None claim that it’s better than the others. Instead, stressed Bottoms, “these roadmaps look at the future from the three vantage points of their technology space. Together, they complement each other in their harmonized complexity providing multi-dimension vision for the future for the electronic industry.”


(Source: Heterogeneous Integration Roadmap Working Group)

 

All this churn begs the question, however, of why the electronics industry loves to draw “roadmaps.” Has everyone been brainwashed by Moore’s Law?Indeed, Moore’s Law got everyone in the industry dancing to a common tune, keeping its products and R&D plans in step.

 

Bottoms believes that having the roadmap will be even more vital in fulfilling the potential of Heterogeneous Integration.
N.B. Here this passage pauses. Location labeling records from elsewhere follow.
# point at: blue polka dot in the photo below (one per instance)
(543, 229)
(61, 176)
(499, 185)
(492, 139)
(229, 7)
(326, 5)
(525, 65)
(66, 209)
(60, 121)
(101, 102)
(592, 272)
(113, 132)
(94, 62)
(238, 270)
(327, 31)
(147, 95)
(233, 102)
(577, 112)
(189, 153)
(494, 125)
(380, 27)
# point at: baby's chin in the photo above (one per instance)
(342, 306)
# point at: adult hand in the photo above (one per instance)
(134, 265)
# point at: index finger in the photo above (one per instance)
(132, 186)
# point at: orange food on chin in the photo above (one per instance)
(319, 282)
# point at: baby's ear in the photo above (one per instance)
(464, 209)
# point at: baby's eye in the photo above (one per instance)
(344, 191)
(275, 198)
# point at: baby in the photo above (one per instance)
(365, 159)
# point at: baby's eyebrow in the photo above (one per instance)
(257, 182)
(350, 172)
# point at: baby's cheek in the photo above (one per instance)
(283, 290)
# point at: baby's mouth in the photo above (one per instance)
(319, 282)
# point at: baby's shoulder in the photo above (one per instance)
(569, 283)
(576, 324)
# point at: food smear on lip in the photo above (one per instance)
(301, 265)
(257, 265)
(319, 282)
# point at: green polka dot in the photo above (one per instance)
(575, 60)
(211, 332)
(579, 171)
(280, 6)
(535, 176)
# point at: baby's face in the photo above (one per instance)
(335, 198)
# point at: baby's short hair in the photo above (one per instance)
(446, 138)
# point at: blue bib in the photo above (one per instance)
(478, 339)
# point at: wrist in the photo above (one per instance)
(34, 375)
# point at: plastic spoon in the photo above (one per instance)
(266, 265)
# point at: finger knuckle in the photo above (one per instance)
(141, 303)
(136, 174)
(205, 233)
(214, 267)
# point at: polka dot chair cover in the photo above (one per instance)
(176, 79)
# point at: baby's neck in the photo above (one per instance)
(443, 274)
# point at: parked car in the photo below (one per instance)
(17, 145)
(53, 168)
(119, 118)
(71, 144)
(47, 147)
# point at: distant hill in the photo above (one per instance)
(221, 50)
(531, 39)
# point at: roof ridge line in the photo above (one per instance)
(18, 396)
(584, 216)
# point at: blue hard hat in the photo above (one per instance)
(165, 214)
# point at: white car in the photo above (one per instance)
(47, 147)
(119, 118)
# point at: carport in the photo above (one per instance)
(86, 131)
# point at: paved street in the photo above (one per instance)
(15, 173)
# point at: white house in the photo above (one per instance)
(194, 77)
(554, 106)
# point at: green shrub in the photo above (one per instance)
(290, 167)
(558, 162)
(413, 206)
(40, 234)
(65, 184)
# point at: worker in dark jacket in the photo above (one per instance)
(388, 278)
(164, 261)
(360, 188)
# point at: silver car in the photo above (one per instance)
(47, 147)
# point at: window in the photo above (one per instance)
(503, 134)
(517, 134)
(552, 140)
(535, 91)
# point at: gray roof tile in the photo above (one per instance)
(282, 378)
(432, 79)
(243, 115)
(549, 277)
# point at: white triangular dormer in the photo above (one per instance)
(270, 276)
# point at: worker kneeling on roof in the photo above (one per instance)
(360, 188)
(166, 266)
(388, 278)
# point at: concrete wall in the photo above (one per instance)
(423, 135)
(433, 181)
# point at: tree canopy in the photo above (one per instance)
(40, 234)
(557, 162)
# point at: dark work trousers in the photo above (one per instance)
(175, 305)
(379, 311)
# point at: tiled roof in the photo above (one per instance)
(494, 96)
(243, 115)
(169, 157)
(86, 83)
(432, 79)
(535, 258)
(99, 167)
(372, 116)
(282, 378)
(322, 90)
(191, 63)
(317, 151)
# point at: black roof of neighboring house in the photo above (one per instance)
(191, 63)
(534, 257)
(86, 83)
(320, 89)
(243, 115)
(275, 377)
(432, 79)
It can guide “the professions, industries, academia, and government to identify key technical challenges with sufficient lead time that they do not become roadblocks preventing the continued progress in electronics and their widespread application and implementation into diverse industries,” he wrote in the technical paper entitled “Heterogeneous Integration Roadmap < https://ieeexplore.ieee.org/document/7939380/> ,” co-authored with Chen.

 

Chen and Bottoms concluded that “the goal is to stimulate research and innovations and collaboration across the entire ecosystem so that progress may continue unimpeded in achieving the future vision.”